The Wall Street Journal also featured research on the harmful effects that what Instagram has on teenage users. A significant proportion of young people admitted that using the website exacerbated their problems related to their body image, depression, suicidal thoughts and anxiety.
After a series of articles by “WSJ”, the matter was taken up by the US Senate. Haugen is due to testify before a Senate subcommittee on Tuesday.
Interview with Frances Haugen on CBS
“There were conflicts of interest between what was good for society and what was good for Facebook,” Hagen told CBS on Sunday. “Facebook constantly chose to optimize its own interests, such as increasing profits,” she added. She said she left Facebook earlier this year as she was irritated by the company’s policy.
Haugen also said Facebook was lying to the public about the progress the company was making in reducing hate speech and disinformation on a social media platform.

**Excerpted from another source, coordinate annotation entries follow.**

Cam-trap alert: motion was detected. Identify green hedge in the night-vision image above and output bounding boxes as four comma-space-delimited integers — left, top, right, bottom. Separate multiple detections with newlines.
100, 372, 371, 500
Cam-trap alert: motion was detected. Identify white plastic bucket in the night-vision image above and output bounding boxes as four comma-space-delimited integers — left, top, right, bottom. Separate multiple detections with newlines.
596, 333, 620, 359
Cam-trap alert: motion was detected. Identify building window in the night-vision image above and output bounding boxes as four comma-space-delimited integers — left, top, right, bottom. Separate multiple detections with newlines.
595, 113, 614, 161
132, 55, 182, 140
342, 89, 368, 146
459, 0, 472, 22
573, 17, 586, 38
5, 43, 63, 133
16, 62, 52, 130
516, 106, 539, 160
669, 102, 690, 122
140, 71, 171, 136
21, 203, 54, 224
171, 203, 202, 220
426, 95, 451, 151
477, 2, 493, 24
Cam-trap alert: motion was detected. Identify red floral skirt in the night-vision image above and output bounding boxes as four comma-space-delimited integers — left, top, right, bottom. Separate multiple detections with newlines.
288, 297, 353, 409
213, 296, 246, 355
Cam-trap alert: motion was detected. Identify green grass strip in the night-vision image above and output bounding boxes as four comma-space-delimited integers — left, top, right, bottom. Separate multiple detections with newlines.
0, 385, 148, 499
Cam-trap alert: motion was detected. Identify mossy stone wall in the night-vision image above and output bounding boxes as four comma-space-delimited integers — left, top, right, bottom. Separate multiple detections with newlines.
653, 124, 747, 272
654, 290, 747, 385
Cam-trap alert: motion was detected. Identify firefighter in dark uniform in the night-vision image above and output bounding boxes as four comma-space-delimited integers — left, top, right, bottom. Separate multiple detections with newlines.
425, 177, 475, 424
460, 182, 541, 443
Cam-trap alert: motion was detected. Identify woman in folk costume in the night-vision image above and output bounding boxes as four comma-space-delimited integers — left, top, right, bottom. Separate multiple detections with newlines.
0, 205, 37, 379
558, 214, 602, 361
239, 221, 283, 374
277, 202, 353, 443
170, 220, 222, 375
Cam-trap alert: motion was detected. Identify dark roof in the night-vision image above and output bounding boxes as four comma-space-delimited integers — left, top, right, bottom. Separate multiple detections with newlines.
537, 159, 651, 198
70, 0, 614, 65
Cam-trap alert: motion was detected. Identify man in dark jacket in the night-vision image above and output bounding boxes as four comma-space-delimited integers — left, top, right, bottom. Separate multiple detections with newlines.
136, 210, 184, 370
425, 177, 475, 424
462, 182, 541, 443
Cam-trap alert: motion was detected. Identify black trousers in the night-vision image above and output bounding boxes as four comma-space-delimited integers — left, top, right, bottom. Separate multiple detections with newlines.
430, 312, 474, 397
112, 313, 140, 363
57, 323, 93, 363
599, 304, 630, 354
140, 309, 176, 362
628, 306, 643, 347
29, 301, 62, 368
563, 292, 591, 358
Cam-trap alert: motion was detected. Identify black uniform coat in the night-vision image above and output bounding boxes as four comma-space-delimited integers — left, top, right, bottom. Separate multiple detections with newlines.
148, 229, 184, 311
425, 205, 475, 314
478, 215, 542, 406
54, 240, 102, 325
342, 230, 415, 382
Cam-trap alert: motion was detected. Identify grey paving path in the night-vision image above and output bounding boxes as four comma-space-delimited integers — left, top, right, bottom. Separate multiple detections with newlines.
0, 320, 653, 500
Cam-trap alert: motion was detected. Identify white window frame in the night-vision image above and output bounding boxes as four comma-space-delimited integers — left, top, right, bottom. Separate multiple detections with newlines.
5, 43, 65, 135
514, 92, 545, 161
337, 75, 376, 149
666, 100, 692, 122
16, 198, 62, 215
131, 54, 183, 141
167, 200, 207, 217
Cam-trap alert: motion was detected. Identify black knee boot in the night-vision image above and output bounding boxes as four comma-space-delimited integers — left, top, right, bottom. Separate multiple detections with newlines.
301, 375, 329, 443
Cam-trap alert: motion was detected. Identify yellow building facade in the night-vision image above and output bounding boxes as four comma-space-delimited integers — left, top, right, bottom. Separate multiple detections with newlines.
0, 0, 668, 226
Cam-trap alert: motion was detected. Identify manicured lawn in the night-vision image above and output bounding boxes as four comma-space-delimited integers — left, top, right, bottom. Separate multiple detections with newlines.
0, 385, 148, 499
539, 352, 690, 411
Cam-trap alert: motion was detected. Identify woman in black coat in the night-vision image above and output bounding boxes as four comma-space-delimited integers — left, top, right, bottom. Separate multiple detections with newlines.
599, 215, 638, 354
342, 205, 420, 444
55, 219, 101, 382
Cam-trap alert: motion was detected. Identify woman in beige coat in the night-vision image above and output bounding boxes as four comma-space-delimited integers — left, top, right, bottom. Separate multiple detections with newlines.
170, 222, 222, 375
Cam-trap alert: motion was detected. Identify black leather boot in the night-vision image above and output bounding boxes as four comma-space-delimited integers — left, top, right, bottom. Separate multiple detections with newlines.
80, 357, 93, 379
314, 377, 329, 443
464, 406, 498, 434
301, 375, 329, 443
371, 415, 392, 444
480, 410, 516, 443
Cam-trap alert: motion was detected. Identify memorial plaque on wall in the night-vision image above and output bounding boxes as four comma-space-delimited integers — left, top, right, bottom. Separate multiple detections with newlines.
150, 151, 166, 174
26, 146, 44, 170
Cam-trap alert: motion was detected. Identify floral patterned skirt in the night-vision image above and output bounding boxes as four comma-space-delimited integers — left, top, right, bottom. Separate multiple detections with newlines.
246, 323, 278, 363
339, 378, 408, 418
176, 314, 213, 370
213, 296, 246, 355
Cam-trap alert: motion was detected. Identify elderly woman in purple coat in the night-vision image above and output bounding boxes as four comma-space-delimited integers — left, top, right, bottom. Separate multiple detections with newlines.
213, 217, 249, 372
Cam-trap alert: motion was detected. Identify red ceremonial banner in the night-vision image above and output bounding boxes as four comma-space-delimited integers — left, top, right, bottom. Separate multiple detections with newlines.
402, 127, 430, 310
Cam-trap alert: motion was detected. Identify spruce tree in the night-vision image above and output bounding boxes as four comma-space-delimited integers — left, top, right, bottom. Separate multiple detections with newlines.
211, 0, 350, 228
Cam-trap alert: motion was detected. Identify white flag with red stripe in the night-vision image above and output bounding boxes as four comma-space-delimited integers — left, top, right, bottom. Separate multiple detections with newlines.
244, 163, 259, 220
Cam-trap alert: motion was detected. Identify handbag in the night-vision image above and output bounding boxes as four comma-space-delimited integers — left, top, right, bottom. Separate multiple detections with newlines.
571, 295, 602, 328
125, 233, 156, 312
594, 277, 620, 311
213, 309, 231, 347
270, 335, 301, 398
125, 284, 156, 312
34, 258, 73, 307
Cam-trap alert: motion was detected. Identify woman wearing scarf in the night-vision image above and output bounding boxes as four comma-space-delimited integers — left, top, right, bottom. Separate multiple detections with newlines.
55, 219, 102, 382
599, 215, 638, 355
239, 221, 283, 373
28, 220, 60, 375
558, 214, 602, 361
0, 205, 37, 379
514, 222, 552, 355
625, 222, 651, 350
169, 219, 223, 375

According to the former manager, Facebook was used by the organizers of the Capitol riots in January to fuel violence. As she revealed, during the presidential election, the giant launched special security systems, which were turned off shortly after the vote. “As soon as the elections were over, they turned them off or changed the settings back to what they were before, putting profit growth over security, and that really does seem like a betrayal of democracy,” Haugen said.
In response to Haugen’s disclosure, Facebook released a statement challenging the woman’s reports.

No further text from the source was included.